What these guys are showing is a zero shot approach to new tasks in new environments with 80% accuracy. This is a big deal. Pi0 from Physical Intelligence is the best model to compare I think.

It’s important to keep some perspective: there are zero robots in the wild, at the moment, that use a world model to work on tasks they weren’t specifically trained on. This is cutting edge research and an 80% success rate is astonishing!

  • 80% success rate is also potentially commercially viable if the task is currently being done by a human.

    Work that was once done by 10 humans can now be done by 10 robots + 2 humans for the 20% failure cases, at a lower total cost.

    • This really depends on the failure modes.
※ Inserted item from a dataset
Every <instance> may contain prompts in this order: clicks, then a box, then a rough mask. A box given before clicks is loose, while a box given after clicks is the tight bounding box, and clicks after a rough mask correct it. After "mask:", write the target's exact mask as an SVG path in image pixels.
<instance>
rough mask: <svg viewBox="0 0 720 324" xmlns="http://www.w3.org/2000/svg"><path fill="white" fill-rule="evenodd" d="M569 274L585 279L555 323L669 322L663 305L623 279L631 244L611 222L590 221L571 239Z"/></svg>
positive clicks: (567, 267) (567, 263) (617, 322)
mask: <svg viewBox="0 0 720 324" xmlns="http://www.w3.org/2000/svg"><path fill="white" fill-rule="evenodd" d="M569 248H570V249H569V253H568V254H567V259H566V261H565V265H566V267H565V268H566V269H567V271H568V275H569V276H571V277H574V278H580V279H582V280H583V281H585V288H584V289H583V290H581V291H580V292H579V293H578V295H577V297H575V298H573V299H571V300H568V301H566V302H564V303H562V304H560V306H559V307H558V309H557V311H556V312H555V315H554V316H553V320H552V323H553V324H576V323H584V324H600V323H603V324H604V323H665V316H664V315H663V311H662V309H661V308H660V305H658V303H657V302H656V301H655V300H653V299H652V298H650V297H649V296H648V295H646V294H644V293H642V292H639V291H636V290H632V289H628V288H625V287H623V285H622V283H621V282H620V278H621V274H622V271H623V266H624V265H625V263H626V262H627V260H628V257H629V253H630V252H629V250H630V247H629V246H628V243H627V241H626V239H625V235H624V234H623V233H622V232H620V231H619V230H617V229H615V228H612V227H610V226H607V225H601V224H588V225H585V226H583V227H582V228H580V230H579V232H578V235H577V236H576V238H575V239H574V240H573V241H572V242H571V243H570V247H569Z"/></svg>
In general, humans fail in predictable, and mostly safe, ways. AIs fail in highly unpredictable and potentially very dangerous ways. (A human might accidentally drop a knife, an AI might accidentally stab you with it.)

      1 reply →

    • It might still be a little slow (I'm not sure if the 16 seconds to compute an action is fast enough for commercial use cases), but this is definitely exciting and seems like a great step forward.

  • I'm surprised that's not how it's already done. I'd figure some of the inner layers in LLMs were already "world models" and that it's the outer layers that differentiated models between text vs. images/robotics/other modes...

    • That's what the propaganda says, but when we keep explaining it isn't true, and army arrives to repeat adcopy from their favourite tech guru.

      All statistical models of the kind in use are interpolations through historical data -- there's no magic. So when you interpolate through historical texts, your model is of historical text.

      Text is not a measure of the world, to say, "the sky is blue" is not even reliably associated with the blueness of the sky, let alone that the sky isnt blue (there is no sky, and the atmosphere isn't blue).

      These models appear "capture more" only because when you interpret the text you attribute meaning/understanding to it as the cause of its generation -- but that wasnt the cause, this is necessarily an illusion. There is no model of the world in a model of historical text -- there is a model of the world in your head which you associate with text, and that association is exploited when you use LLMs to do more than mere syntax transformation.

      LLMs excel most at "fuzzy retrieval" and things like coding -- the latter is principally a matter of syntax, and the former of recollection. As soon as you require the prompt-completion to maintain "semantic integrity" with non-syntactical/retrivable constraints, it falls apart.

      11 replies →

  • I can buy this, given a very wide meaning of "specifically trained on" and handwaving a bit about "as far as I know*", but then I read the actual wording of "new objects in new and unseen environments.", and remember these were floating around Mountain View doing tasks involving in new objects in novel environments years ago. Then I kinda gotta give up and admit to myself I'm distorting the conversation by emphasizing positivity over ground truth.

  • They don’t use it because it’s unsafe and potentially life threatening lol

    • Plenty of things are unsafe and potentially life threatening, including machines with pre-programmed routines that we use today. We already have robots with limited intelligence interacting safely with humans in workplaces.

      This learning technology didn't exist until this moment in time. That probably has more to do with why no one is using it in the wild.

      1 reply →

I run thousands of robots in production. We can get a very high success rate but only for the task they're designed for. Production robots can't pick up stuff they drop yet. And this '80%' level is not actually acceptable or even state of art for just pick-and-place, but it's compelling for a robot that also knows how to do other things with equal quality (if JEPA does that).

Yeah, I also wonder how old school approaches using machine vision and IK and hard algorithms would compare, or perhaps some hybrid method?

your comment is not aligned with how science is done. For discoveries you certainly work with limited approaches and certainly don't know if there is a "clear trajectory".